De re metallica, est un ouvrage publié à Bâle en 1556, Agricola y travailla dès 1533. Il y développa les sujets de prospection et d’exploitation des mines, y exposa ses observations sur l’élaboration et la transformation des métaux. Cette œuvre, illustrée de nombreuses gravures est une synthèse des connaissances de l’époque en matière de géologie minière, de minéralogie et de métallurgie. Elle fut largement diffusée. La richesse de ses gravures, par leur quantité, leur qualité, mettant en scène les hommes, les processus d’exploitation, les outils, fournit une source précieuse d’inspiration pour l’orfèvre.

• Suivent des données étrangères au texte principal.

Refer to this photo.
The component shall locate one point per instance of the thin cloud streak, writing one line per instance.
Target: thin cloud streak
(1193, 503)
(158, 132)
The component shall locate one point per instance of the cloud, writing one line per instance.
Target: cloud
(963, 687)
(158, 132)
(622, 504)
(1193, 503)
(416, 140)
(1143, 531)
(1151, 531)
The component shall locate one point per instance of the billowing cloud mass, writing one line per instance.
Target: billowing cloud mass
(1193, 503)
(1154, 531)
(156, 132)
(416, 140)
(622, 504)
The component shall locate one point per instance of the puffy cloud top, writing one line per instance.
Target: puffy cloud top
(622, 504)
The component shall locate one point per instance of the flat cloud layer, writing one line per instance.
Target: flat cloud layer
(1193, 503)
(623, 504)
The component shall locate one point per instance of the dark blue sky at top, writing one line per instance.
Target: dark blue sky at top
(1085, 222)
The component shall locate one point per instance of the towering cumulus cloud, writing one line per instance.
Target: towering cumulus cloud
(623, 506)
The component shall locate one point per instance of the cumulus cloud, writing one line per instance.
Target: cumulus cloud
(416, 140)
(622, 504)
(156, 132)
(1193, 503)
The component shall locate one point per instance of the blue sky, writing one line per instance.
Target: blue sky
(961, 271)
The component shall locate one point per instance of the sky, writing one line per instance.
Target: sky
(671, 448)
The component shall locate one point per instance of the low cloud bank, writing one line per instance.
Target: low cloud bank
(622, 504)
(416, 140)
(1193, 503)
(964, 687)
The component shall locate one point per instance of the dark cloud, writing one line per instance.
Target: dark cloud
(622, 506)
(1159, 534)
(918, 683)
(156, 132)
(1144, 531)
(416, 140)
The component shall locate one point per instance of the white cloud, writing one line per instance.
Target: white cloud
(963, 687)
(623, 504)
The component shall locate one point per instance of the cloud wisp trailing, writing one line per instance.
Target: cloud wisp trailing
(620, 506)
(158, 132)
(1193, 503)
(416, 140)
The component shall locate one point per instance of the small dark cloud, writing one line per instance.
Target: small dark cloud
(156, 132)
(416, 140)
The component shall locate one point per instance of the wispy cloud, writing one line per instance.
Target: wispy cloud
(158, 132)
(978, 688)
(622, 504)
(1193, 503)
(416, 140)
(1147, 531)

Les différentes étapes décrites par Agricola, de prospection, extraction, minéralurgie et métallurgie sont reprises sur la coupe :
Le seigneur, aidé de mineurs, recherchent des gisements de minerai, à l’aide d’une baguette de sourcier « virgula divina »pour localiser le gisement.
Les mineurs extraient le minerai à l’aide du marteau et de la pointerolle (burin emmanché) le minerai est alors récupéré dans une auge en bois puis évacué sur des petits chariots qui roulent sur des rails en bois, « les chiens de mine ». L’homme qui pousse le chariot est appelé coureur de chien.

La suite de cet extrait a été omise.